Real-world evidence shows alarmingly suboptimal utilization of GDMT in HFrEF. One of the barriers of GDMT implementation appears to be concerns about the potential development of drug-related adverse events (AEs), particularly in high-risk patients. This study aimed to evaluate whether advanced HFrEF patients can be up-titrated safely and whether advanced HFrEF predisposes to the occurrence of putatively drug-related AEs.

Methods

A total of 373 HFrEF patients from our prospective HF registry were analyzed for HF drug utilization and target dosages (TDs) at baseline, 2 months, and 12 months.
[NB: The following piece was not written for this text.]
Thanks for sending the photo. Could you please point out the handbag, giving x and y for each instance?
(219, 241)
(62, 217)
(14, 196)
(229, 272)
Successful up-titration and AEs were evaluated for different stages of HF reflected by NT-proBNP (<1000pg/ml, 1000-2000pg/ml, >2000pg/ml).

Results

A stepwise increase in HF medications could be observed for all drug classes during follow-up. At 12 months 73%, 75%, 62%, 86% and 45% of patients received ≥90% of TDs of beta-blockers (BB), renin-angiotensin system inhibitors (RASi), mineralocorticoid receptor antagonists (MRA), sodium-glucose cotransporter-2 inhibitors (SGLT2i), and triple-therapy, respectively. Predictors of successful up-titration in logistic regression were baseline HF-drug TDs, eGFR, and potassium, but not NT-proBNP or age. The development of AEs was rare, with hyperkalemia as the most common event (34% at 12 months). AEs were comparable in all stages of HF. However, development of hyperkalemia was more frequent in patients with higher NT-proBNP and also accounted for most cases for incomplete up-titration.

Conclusions

This study suggests that with dedicated protocols and frequent visits GDMT can be successfully implemented across all stages of HFrEF, including patients with highest NT-proBNP levels who probably profit the most.

CLINICAL PERSPECTIVE

What is new?

  • GDMT up-titration is feasible even in advanced HFrEF patients, with this study demonstrating that ≥50% target doses for all HF medications can be achieved in about 90% of patients within 12 months through high-intensity care and frequent follow-up visits.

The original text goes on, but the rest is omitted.